Configures the firewall default user tests.

FW Check Login Name: Enables default user checks against firewalls.

FW Check DefBackwd: Use backward user names as passwords.

FW Check Real Name: Use names as passwords.

Additional Username Files: These files contain the user name - password pairs used in the firewall default user tests. At least one user - password pair must be entered in order for these checks to run. A # symbol designates a comment, and all user name - password pairs are delimited with a tab, a space, or a colon. Unless a full path is specified, the scanner searches the install directory for the files.

Stealth Scan: This option performs an exhaustive TCP port scan by using various TCP packets to determine the status of a port. This TCP port scanning never establishes a connection, so it may go undetected. Some filter-based firewalls may allow TCP port scanning even though they block connections to these ports.

Usually, when scanning for services offered by a given machine/target, the port is opened which will show up on the servers logs. Stealth scanning sends a sequence of rudimentary packets to the target port, and based on the response, the scanner is able to determine what ports are available without making a connection. This goes undetected by the target machine. It does not necessarily detect vulnerabilities, but will stealthily determine the services available as well as some give insight into the TCP/IP stack implementation.

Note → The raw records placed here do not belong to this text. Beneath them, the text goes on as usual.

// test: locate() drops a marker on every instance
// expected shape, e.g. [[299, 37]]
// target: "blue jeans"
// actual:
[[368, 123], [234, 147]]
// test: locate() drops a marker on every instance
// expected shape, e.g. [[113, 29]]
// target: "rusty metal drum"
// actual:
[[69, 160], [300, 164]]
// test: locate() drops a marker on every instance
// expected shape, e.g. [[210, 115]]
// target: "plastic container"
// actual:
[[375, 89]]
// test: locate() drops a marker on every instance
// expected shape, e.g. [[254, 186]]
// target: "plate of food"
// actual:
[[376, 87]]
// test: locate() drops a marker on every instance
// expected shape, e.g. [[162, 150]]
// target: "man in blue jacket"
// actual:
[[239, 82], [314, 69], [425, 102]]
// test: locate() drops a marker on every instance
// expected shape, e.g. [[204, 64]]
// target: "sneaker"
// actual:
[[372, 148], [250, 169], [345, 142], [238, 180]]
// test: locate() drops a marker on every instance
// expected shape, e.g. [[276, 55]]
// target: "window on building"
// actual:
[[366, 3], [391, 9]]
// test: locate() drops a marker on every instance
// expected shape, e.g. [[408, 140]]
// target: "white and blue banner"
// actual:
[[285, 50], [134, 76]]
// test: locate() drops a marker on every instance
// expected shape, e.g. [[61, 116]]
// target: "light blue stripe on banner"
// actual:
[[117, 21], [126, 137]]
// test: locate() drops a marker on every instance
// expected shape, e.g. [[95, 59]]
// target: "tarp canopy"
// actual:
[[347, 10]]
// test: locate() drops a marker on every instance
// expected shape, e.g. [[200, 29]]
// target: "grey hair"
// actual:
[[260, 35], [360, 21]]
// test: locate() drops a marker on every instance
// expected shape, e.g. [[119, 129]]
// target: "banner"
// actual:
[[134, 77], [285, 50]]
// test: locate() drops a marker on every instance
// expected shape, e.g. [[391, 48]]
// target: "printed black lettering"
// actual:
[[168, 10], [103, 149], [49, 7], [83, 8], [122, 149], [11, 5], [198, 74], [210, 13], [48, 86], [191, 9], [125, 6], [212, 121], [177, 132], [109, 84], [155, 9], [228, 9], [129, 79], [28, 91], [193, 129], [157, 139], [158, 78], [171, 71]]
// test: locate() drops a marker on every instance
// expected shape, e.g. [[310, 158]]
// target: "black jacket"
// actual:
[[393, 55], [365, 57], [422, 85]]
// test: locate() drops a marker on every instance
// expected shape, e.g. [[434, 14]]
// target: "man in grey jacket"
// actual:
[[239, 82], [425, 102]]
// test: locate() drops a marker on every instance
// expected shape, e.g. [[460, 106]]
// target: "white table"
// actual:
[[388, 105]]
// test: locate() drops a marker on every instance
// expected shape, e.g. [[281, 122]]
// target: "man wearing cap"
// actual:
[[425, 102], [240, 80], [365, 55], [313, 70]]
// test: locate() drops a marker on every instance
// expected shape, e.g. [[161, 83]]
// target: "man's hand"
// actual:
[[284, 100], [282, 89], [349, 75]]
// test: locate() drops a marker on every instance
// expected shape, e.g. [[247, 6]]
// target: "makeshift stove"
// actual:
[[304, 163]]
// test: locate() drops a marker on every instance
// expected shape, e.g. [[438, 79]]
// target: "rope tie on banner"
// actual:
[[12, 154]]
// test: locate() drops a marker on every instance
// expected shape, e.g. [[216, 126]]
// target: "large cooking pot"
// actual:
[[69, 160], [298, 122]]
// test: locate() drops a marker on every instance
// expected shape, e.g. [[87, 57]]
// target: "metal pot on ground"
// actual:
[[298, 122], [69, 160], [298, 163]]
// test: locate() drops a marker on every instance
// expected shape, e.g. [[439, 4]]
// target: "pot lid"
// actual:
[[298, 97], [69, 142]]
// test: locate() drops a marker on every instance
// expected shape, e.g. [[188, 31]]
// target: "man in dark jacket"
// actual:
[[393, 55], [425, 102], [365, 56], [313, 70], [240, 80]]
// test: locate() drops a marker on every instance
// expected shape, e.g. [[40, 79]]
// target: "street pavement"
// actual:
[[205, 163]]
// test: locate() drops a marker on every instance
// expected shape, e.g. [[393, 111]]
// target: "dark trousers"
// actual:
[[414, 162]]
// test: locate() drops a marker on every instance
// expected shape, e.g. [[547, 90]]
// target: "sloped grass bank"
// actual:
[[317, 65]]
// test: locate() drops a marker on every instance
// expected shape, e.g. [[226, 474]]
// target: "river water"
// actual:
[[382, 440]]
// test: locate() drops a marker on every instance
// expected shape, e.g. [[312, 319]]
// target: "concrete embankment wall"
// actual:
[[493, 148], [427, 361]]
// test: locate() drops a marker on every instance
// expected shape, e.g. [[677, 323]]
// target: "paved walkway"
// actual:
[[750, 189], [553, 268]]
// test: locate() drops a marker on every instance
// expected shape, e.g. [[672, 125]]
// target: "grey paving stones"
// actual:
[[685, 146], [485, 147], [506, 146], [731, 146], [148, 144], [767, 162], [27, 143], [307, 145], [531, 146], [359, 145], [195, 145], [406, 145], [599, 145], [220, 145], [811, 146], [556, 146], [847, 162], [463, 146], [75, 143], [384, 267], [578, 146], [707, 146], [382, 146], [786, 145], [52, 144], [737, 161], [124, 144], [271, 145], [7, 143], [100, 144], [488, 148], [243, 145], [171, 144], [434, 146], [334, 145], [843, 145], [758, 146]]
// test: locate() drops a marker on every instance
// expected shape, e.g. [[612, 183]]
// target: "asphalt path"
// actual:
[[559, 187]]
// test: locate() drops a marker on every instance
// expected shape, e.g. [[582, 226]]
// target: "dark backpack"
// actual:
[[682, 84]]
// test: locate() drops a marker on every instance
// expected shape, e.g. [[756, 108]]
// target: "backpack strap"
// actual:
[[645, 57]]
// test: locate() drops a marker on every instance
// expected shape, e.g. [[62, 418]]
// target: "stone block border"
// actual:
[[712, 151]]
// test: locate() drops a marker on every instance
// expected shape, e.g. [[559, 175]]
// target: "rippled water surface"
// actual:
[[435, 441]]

When this option is selected, the scanner transmits a SYN packet, which prompts either a SYN/ACK or RESET response from the target port on the target machine. If a SYN/ACK is received, this indicates that the port is alive and there is enough information within the received packet to deduce the kind of port. The scanner sends back a RESET to close the test for that port. A session was never opened, so the scan will not be detected and the information about that port is logged. If a RESET is received, this indicates that this port is not in use.

Phase Limit: Sets the number of passes for the stealth scan. The higher the number of passes, the fewer false positives will be recorded.

Note: The stealth scan may require up to 2 minutes per host. This option works only on SunOS, Solaris, Linux, and Windows NT.